Note that this window allows to select various interpolation methods and to set their parameters. Although the inverse distance weighing interpolation is recommended, other interpolation methods are available. The thin plate spline has no parameter to be set while the elastic body spline permits the selection of a kernel and the elasticity coefficient (restrained to be between 1 and 49). The values set by default represent the recommended values according to our tests (Rusu et. al., Bioinformatics 2008).

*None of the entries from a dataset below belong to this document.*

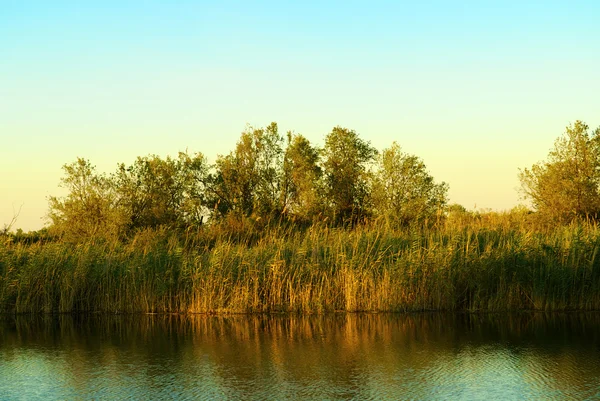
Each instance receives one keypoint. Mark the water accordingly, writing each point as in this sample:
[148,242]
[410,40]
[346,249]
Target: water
[387,356]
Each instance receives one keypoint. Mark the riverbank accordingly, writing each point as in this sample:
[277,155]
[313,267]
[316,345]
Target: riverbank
[485,267]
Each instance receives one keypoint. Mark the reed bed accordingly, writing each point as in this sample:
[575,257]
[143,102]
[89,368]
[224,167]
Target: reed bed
[493,266]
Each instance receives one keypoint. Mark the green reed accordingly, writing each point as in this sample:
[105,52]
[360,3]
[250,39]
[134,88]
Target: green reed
[489,265]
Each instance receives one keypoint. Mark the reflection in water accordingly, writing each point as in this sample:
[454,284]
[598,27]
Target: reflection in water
[346,356]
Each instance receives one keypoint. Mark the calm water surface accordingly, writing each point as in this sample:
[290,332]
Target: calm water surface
[387,356]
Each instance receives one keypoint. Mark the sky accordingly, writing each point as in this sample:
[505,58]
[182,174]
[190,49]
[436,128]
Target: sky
[477,89]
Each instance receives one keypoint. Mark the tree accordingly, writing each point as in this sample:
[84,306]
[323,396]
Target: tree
[346,160]
[156,192]
[566,186]
[89,209]
[301,179]
[247,182]
[403,191]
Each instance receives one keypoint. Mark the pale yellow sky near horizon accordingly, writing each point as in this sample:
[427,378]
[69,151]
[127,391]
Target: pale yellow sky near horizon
[476,89]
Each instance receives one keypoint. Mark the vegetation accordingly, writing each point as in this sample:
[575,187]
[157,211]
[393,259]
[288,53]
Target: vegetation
[300,229]
[567,186]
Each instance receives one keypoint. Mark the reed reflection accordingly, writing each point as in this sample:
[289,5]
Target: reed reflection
[334,356]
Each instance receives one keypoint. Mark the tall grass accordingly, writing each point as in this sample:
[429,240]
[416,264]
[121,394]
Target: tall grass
[492,265]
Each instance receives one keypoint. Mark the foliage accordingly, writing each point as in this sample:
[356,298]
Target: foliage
[346,161]
[566,186]
[302,179]
[154,192]
[403,191]
[89,209]
[247,181]
[497,262]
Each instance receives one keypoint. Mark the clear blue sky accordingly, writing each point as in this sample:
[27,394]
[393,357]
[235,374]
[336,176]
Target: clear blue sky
[476,89]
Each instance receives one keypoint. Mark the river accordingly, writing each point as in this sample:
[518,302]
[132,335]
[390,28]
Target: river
[423,356]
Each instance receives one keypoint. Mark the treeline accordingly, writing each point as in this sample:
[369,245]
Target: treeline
[266,179]
[296,228]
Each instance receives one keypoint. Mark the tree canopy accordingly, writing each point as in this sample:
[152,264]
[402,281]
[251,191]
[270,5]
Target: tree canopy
[263,179]
[566,185]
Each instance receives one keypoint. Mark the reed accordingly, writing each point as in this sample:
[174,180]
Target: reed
[490,264]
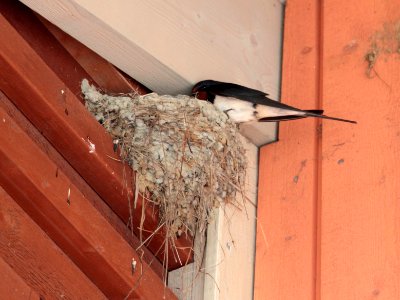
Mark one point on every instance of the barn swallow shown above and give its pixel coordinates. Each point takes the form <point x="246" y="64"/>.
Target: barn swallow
<point x="243" y="104"/>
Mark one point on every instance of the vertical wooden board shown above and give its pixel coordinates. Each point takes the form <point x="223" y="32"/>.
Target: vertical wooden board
<point x="229" y="261"/>
<point x="360" y="188"/>
<point x="286" y="221"/>
<point x="227" y="270"/>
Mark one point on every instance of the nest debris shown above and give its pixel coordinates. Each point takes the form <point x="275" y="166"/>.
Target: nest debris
<point x="187" y="154"/>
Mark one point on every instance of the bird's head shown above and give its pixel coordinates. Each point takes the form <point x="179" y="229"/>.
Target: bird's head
<point x="200" y="89"/>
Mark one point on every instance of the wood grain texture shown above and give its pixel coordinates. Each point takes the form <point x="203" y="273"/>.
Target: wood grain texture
<point x="58" y="207"/>
<point x="287" y="186"/>
<point x="14" y="287"/>
<point x="53" y="108"/>
<point x="227" y="271"/>
<point x="27" y="250"/>
<point x="78" y="181"/>
<point x="360" y="187"/>
<point x="169" y="46"/>
<point x="332" y="232"/>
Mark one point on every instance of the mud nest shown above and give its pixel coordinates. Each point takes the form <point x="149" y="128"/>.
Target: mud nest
<point x="187" y="155"/>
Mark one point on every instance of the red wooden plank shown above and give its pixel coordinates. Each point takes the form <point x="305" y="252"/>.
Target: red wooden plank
<point x="36" y="260"/>
<point x="54" y="109"/>
<point x="12" y="286"/>
<point x="360" y="186"/>
<point x="58" y="207"/>
<point x="108" y="77"/>
<point x="77" y="180"/>
<point x="44" y="44"/>
<point x="288" y="190"/>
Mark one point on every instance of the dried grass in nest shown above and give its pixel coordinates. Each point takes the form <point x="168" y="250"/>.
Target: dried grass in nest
<point x="185" y="152"/>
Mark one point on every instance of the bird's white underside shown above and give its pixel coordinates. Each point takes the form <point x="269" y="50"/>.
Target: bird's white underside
<point x="243" y="111"/>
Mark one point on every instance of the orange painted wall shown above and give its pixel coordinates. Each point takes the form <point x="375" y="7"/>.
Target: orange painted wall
<point x="329" y="197"/>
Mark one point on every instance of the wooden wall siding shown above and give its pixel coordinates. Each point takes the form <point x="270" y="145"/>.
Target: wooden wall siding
<point x="328" y="220"/>
<point x="224" y="40"/>
<point x="12" y="284"/>
<point x="56" y="109"/>
<point x="35" y="183"/>
<point x="90" y="251"/>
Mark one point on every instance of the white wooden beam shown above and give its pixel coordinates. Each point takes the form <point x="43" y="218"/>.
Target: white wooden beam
<point x="228" y="267"/>
<point x="170" y="45"/>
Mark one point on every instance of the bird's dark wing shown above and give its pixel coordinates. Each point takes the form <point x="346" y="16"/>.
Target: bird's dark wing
<point x="246" y="94"/>
<point x="290" y="117"/>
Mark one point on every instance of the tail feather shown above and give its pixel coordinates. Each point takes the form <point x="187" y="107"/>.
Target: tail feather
<point x="316" y="113"/>
<point x="319" y="114"/>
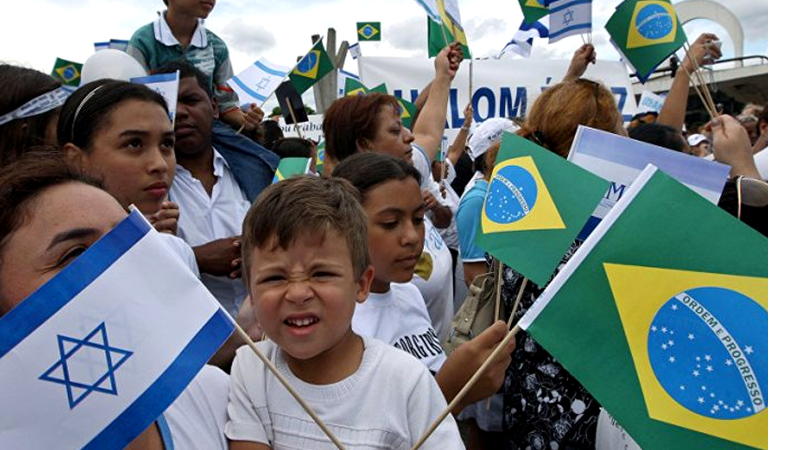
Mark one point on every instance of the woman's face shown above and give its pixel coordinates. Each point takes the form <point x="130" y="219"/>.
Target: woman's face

The "Other " tab displays the crystallographic refinement options:
The molecular refinement is NOT supported on Windows and may be executed only if the software tool refmac (included in the ccp4 program suite) is installed on the user's machine (not provided with Sculptor). By checking the "Molecular Refinement" box and indicating the location of the refmac executable, the structure obtained by interpolation will undergo a regularization procedure that brings bonds and angles into ideal range.

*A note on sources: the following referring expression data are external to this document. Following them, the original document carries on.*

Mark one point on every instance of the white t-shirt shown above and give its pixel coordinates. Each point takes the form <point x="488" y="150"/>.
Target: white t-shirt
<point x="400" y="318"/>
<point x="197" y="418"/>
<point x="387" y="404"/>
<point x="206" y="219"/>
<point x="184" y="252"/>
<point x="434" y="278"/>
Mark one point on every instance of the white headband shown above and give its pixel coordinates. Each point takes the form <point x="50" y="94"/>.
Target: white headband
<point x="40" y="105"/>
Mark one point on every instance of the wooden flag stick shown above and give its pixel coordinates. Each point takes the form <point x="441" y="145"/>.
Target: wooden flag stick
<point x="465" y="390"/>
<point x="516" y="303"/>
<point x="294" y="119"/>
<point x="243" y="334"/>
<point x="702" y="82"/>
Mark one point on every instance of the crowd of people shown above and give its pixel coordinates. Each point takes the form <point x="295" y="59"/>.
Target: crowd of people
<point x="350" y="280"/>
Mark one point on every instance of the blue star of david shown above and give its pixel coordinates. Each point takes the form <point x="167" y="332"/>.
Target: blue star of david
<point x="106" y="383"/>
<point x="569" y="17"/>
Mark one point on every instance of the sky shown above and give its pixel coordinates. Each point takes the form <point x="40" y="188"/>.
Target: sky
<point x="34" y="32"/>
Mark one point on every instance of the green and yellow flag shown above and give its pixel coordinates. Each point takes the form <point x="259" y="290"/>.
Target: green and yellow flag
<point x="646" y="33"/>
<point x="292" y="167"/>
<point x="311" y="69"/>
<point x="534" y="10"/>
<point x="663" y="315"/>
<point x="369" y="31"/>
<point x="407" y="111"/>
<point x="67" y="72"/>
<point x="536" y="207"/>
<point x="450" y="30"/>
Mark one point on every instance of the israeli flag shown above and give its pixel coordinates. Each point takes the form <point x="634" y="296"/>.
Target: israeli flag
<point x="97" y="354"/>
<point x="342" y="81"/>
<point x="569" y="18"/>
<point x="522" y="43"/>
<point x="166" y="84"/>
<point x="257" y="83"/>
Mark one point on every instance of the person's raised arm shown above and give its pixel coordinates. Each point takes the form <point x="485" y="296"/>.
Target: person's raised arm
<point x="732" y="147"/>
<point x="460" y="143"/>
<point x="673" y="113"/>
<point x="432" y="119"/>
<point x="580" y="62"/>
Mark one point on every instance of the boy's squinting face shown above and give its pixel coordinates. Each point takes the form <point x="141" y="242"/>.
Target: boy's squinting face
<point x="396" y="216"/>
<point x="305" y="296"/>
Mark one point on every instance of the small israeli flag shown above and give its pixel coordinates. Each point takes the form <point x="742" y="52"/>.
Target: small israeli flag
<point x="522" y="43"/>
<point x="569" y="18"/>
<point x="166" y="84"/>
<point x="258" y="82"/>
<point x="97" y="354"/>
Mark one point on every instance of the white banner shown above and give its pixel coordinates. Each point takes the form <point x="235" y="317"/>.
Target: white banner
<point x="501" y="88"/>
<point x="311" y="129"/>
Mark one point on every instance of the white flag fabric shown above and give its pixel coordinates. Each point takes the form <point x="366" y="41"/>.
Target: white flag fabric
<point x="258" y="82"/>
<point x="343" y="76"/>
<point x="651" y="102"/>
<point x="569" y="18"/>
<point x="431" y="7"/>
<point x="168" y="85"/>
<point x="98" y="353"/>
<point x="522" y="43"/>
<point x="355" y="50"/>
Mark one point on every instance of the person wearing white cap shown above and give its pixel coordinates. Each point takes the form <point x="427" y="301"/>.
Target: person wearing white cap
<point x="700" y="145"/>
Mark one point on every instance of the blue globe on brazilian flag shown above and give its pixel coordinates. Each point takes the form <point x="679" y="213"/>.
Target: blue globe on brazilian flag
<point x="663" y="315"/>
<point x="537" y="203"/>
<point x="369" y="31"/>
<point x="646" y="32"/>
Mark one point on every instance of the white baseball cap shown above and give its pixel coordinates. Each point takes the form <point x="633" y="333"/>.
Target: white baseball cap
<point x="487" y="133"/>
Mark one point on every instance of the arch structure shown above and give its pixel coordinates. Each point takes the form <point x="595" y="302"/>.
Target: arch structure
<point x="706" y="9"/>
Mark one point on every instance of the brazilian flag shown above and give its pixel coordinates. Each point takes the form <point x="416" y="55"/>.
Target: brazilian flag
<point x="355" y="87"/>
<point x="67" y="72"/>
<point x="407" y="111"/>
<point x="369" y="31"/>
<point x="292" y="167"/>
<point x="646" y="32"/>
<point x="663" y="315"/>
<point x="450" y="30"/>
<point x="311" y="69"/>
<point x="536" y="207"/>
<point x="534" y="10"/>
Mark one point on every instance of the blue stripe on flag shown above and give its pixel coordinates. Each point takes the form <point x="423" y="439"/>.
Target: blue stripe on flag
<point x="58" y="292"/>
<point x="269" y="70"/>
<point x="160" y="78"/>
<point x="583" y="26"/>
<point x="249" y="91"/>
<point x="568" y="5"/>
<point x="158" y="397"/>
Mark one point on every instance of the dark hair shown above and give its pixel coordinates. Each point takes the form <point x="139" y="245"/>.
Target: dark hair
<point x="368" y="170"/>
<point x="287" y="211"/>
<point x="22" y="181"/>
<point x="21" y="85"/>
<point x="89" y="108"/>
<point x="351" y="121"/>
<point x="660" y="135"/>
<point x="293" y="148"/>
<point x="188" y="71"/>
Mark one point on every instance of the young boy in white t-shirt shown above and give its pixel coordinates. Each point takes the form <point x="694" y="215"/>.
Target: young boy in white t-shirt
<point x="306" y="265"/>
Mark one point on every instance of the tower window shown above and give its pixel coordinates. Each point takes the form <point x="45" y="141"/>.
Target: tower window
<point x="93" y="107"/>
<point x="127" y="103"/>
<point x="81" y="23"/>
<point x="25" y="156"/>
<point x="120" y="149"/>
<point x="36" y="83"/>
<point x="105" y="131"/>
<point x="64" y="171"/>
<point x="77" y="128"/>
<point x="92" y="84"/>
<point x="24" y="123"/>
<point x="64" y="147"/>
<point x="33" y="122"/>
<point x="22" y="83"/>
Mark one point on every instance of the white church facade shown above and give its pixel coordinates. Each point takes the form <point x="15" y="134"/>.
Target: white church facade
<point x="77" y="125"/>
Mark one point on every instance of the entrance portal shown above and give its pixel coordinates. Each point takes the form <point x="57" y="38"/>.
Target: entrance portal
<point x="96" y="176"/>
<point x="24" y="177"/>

Click the "Interpolate" button to launch the interpolation:
A new structure will be generated by interpolating the probe structure according to the features deviations. This structure will be added to the document list in Sculptor's main window. Please change the graphical representation of this new structure ("flex_rnap_to_rnap_by_IDW") to cartoon and hide the probe structure (in the document list, click on the eye icon left of the "rnap.pdb" ).
Your sculptor window should now look like this:
See the tutorial video:
How to (better) visualize conformational differences
A simple approach to emphasize the conformational differences between the original structure and the flexed model consists in toggling the visibility of the two documents. This may be achieved by making one document visible and the other invisible (click the eye icon at left of the document name), selecting both documents (hold CTRL while left-clicking on the document names), and then clicking the eye icon below the document list to toggle the visibility of the two selected documents.
Moreover, Sculptor is able to show the conformational differences of multi-resolution data sets as an animation via the interpolation method. The interpolation allows for intermediate conformers to be created between the original and the flexed structure. These intermediate conformers can be shown in an animation, thereby demonstrating the conformational differences between data sets. Launch the flexible fitting from the "Docking" -> "Feature Based Flexing" menu item. In the expanded options of the flexing dialog check the "Create Intermediate Conformers" box and indicate the number of intermediate conformers to be created:
Click the "Interpolate" button to proceed with the interpolation and create ten (or any desired number of) intermediate conformers between the original structure and the flexed model. The animation behaves like a regular pdb file when it comes to modify its graphical representation. Please modify the graphical representation of the newly created document to cartoon. To visualize the conformational differences, select the document "flex_rnap_to_rnap_by_IDW_10.pdb" in the document list, click on the "Dynamics" tab in the properties dialog and click the play button " > ":
See the tutorial video:
Tip: Sculptor may also be used to show the structural differences between two high-resolution atomic structures. The method described above may also be applied to underline the structural differences of two structures, with the difference that alpha carbons are utilized as feature vectors. It is therefore essential that the structures have the same number of alpha carbons. To set the alpha carbons as feature vectors, use the "Docking" -> "Feature Extraction" -> "Atomic coordinates" menu item with the default parameters for each structure. Then, select both structures in the document list and launch the flexible fitting from the "Docking" -> "Feature-Based Flexing" menu item with 10 intermediate conformers.